Do you allow leg humps?  Just wondering.  
[chuckles]


----------



## manda (Jan 13, 2005)

ooh didnt see you there CF

*hugsforcanonjustbecausehesacanonboylikemeceptimagirl*

so now u didnt even want the hug, chasey????? NICE!

darfy darf, you need to go to trish to get some of those .


----------



## anton980 (Jan 13, 2005)

I know we dont really know each other and all, but I sure could use a hug!


----------



## Canon Fan (Jan 13, 2005)

manda said:
			
		

> *hugsforcanonjustbecausehesacanonboylikemeceptimagirl*



OMG :shock: That was almost "dirty" fun right there


----------



## manda (Jan 13, 2005)

anton980 said:
			
		

> I know we dont really know each other and all, but I sure could use a hug!

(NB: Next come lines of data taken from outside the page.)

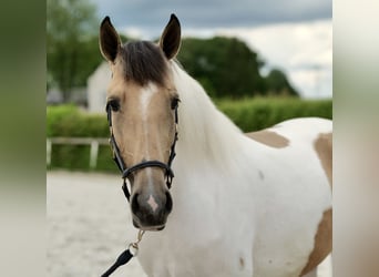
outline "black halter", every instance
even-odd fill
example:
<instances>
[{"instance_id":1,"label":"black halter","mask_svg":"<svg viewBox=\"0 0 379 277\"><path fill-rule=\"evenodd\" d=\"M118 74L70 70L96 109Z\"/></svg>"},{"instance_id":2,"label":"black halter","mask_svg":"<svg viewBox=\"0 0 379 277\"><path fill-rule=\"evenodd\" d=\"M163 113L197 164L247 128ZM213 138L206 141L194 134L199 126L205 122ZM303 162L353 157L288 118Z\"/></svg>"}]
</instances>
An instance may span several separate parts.
<instances>
[{"instance_id":1,"label":"black halter","mask_svg":"<svg viewBox=\"0 0 379 277\"><path fill-rule=\"evenodd\" d=\"M133 172L145 168L145 167L161 167L161 168L163 168L165 176L166 176L167 187L171 188L171 184L172 184L173 177L174 177L174 173L171 170L171 165L172 165L172 162L176 155L175 154L175 144L177 141L177 123L178 123L177 106L175 106L174 110L175 110L175 136L174 136L173 144L171 145L171 152L170 152L170 157L168 157L167 164L162 163L160 161L146 161L146 162L141 162L139 164L135 164L131 167L126 167L124 160L120 155L120 150L119 150L117 143L116 143L114 135L113 135L112 107L110 104L106 105L107 123L110 125L110 131L111 131L110 144L111 144L111 148L113 152L113 161L115 162L115 164L117 165L119 170L122 173L122 178L124 179L124 183L122 185L122 189L124 191L124 194L125 194L125 197L127 201L131 197L131 194L127 189L126 178L129 178Z\"/></svg>"}]
</instances>

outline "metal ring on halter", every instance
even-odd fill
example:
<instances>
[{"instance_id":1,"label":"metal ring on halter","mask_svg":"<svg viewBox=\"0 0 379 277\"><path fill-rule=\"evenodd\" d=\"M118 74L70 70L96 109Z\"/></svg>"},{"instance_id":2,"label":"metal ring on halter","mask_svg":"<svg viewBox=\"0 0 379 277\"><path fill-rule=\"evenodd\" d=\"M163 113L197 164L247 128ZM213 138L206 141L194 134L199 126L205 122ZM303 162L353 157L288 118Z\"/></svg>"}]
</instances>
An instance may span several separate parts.
<instances>
[{"instance_id":1,"label":"metal ring on halter","mask_svg":"<svg viewBox=\"0 0 379 277\"><path fill-rule=\"evenodd\" d=\"M137 243L131 243L127 246L129 252L133 255L133 257L135 257L136 255L139 255L139 244ZM134 250L132 250L134 249Z\"/></svg>"}]
</instances>

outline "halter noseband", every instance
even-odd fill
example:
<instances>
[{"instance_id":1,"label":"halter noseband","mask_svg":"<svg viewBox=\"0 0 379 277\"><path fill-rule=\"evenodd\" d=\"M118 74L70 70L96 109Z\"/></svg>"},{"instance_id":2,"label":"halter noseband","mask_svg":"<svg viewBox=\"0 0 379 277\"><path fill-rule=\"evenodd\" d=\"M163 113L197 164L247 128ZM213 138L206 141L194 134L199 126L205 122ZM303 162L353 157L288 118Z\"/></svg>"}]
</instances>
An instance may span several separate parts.
<instances>
[{"instance_id":1,"label":"halter noseband","mask_svg":"<svg viewBox=\"0 0 379 277\"><path fill-rule=\"evenodd\" d=\"M131 197L131 194L130 194L127 185L126 185L126 178L129 178L133 172L143 170L145 167L161 167L161 168L163 168L165 176L166 176L166 185L168 188L171 188L171 184L172 184L173 177L174 177L174 173L171 170L171 165L172 165L172 162L176 155L175 144L177 141L177 123L178 123L177 106L175 106L174 109L175 109L175 136L174 136L173 144L171 145L171 152L170 152L170 157L168 157L167 164L153 160L153 161L141 162L141 163L137 163L131 167L126 167L124 160L120 155L120 148L119 148L117 143L116 143L114 135L113 135L112 107L110 104L106 104L107 123L109 123L110 131L111 131L110 144L111 144L111 148L113 152L113 161L115 162L115 164L117 165L119 170L122 173L122 178L124 179L124 183L122 185L122 189L124 191L124 194L125 194L125 197L127 201Z\"/></svg>"}]
</instances>

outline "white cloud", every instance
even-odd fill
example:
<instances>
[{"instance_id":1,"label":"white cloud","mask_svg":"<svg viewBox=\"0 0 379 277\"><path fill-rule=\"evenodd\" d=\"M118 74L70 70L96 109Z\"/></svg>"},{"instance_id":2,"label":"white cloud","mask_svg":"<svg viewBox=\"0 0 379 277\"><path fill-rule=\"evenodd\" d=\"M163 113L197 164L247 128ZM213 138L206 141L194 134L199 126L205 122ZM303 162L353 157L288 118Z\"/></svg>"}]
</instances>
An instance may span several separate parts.
<instances>
[{"instance_id":1,"label":"white cloud","mask_svg":"<svg viewBox=\"0 0 379 277\"><path fill-rule=\"evenodd\" d=\"M268 68L285 70L304 98L332 96L331 20L219 29L215 33L246 41Z\"/></svg>"},{"instance_id":2,"label":"white cloud","mask_svg":"<svg viewBox=\"0 0 379 277\"><path fill-rule=\"evenodd\" d=\"M124 29L140 39L152 39L137 27ZM183 29L183 37L237 37L270 68L284 70L304 98L332 96L332 23L331 20L280 23L257 28Z\"/></svg>"}]
</instances>

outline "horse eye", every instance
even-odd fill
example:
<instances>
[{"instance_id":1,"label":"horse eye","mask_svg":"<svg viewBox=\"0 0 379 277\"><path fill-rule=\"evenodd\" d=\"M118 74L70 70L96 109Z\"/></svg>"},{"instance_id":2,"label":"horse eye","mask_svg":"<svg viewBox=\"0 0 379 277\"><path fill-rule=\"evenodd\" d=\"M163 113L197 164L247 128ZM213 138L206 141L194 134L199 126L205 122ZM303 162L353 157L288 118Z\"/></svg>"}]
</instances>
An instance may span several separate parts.
<instances>
[{"instance_id":1,"label":"horse eye","mask_svg":"<svg viewBox=\"0 0 379 277\"><path fill-rule=\"evenodd\" d=\"M110 100L106 105L111 106L113 112L117 112L120 110L120 101L116 99Z\"/></svg>"},{"instance_id":2,"label":"horse eye","mask_svg":"<svg viewBox=\"0 0 379 277\"><path fill-rule=\"evenodd\" d=\"M171 109L175 110L177 107L178 102L181 102L181 100L178 98L173 98L171 100Z\"/></svg>"}]
</instances>

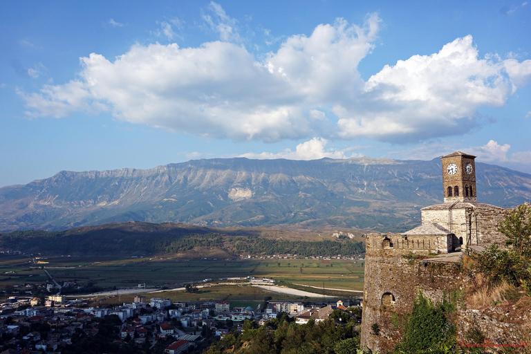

your av already has its arms ready, there can be hugs among new friends. mandahugs are no strangers to strangers! 

CF...i said hug, not hump


----------



## JonMikal (Jan 13, 2005)

anton980 said:
			
		

> I know we dont really know each other and all, but I sure could use a hug!



yep, guess i'm in this category as well, and if you wouldn't mind I'd like one too! thanks. 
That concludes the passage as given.